The Father judicially reckons Christ to have committed those sins, and then imputed those sins on Christ and paid for them in full.
Who his own self bare our sins in his own body on the tree, that we, being dead to sins, should live unto righteousness: by whose stripes ye were healed.
Therefore, God can still be just, holy, and righteous even when he declares sinners righteous, because His holy demands were satisfied in Christ.
The law of God, which mankind has broken, carries both positive demands and penal sanctions.
That is to say, God’s law requires both (1) that his creature perform certain duties suitable to his righteousness and (2) that they undergo certain punishments if they fail to perform those duties.
Man has failed in both.
Therefore, if we are to be saved, our substitute must not only pay our penalty by absorbing God’s wrath agains our sins, but must also obey all the positive demands of the law that were required of us.
This is sometimes referred to the active and passive obedience of Christ.
His passive obedience refers to the fact that Christ came under the curse and condemnation due to sin.
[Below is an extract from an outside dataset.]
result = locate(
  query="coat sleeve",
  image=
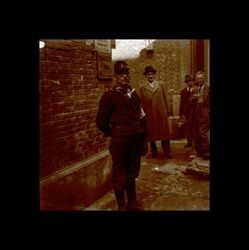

The Active obedience refers to the fact that Christ actively fulfilled the demands of righteousness that the holiness of God demands.
In this great doctrine of Justification; (1) I cannot pay my own sin debt because I am the one that is guilt so Christ (the guiltless one) takes on God’s wrath for me and absorbs all His wrath for sin; (2) but also in His life he obeyed the demands of the law perfectly.
God came then come and declare me righteous because Christ absorbed His wrath and the payment is made in full.
And just as he imputed my sin to Christ and judged Him, he imputes Christs’ righteousness to me.
So, the facts behind “Jehovah Tsidkenu” is the fact that He is my righteousness.
It is not a righteousness of my own.
And be found in him, not having mine own righteousness, which is of the law, but that which is through the faith of Christ, the righteousness which is of God by faith:
For Christ is the end of the law for righteousness to every one that believeth.
Christ both paid our penalty and achieved our righteousness.
Since he is the LORD our Righteousness and has given me that righteousness, why should I allow sin to defeat me?
The fact is that I do sin, but the fact is also that God’s wrath for that has been laid on Christ and He took the blame and the suffering for me.
Now that does not, for the true believer, give him a permission to sin; for the true believer it gives him increased desire for righteousness.
For the love of Christ constraineth us; because we thus judge, that if one died for all, then were all dead:
True love for Christ will increase a true desire for righteousness.
Because God is the LORD our Righteousness, He is all I need to be made right with God.